El aludido se quitó la gorra y aceptó la mano que le tendía.

– Ben Jonson. Me alegro de conocerla, señorita Barnett.

– ¿Trabaja usted para mi padre?

– No exactamente. Trabajo en el depósito de madera, pero ahora que ha terminado la temporada escasea el trabajo allí, y me he tomado las mañanas libres para ayudar a Jens a curvar estas costillas.

– Espero que no le moleste si miro.

– En absoluto.

Gideon interrumpió:

– ¿Sabe tu madre que estás aquí?

En voz alta, respondió:

– Creo que no -mientras sus ojos decían:

Padre, ¿no advertiste que ya tengo dieciocho años?

– Este es trabajo de hombres, Lorna. Vuelve a la casa.

– ¿A hacer qué? ¿Prensar flores? Con todo respeto, padre, ¿te gustaría que te mandaran de vuelta a casa cuando aquí se está construyendo un barco que podría cambiar la historia de la navegación a vela, aquí, en nuestro propio cobertizo? Por favor, déjame quedarme.

Tim interrumpió: mientras lo decides, ¿te molesta si tomo un* fotografía? Tengo la cámara lista. -Fue hasta el trípode y el capuchón negro-. Tal vez, algún día, sea importante en los anales del Club de Yates de White Bear: el constructor del barco, el dueño y la hija del dueño, que lo convenció de intentarlo. Gid, no te olvides de que yo estaba allí cuando te lo pidió.

– Oh, de acuerdo, toma tu maldita fotografía, pero rápido. Tengo que alcanzar el tren.

Tim tomó la maldita fotografía y muchas más, y Gideon Barnett se olvidó de alcanzar ese tren a la ciudad porque estaba por comenzar el verdadero proceso de curvar las costillas, y le fascinaba tanto como a la hija. Jens había construido la cámara de vapor con un tubo de metal de gran diámetro, tapado en un extremo por un retén de madera y, en el otro, por trapos y el vapor provenía de una caldera de agua caliente. La caldera emitía un suave siseo y quitaba el frío matinal mientras Jens explicaba lo que hacía.

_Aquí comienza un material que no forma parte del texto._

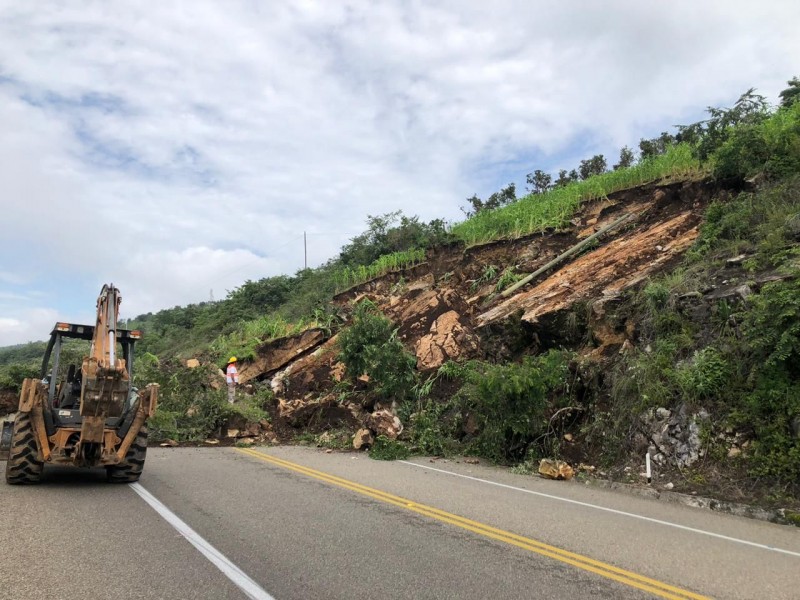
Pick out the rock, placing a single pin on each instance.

– Basta con una hora en la cámara de vapor para que el grano de la madera se expanda y la deje flexible. Cuando este roble blanco salga de aquí, estará blando como un fideo, pero no dura mucho tiempo en ese estado. Por eso hoy necesito a Ben. Como ve, el molde está listo… -Lo señaló-. Ya están hechas las muescas en los largueros. -Había tres largueros longitudinales-. Y las tablas de borda están dentro y los laterales, encima. Sólo faltan las costillas. ¿Qué tal Ben -Jens y Ben intercambiaron una mirada ansiosa con los ojos brillantes-, estás listo para jugar a la patata caliente?

Los dos se pusieron guantes y Jens quitó tos trapos que obturaban un extremo del tubo. Emergió una nube de vapor fragante. En cuanto se disipó, se acercó y sacó el listón de roble blanco. Tenía una pulgada de espesor y una de ancho y, por cierto, estaba laxo como un fideo cocido. Ben tomó una punta. Jens la otra, y los dos corrieron a colocarlo sobre el barco, de borda a borda, encajado en tres muescas que lo estaban esperando.

– ¡Uy, está caliente!

Uno a cada lado de la estructura, la ajustaron, se quitaron los guantes y la clavaron en cada uno de los tres largueros. La curvaron con las rodillas sobre la regala, la recortaron con sierras de mano y la clavaron. Todo el proceso llevó unos minutos.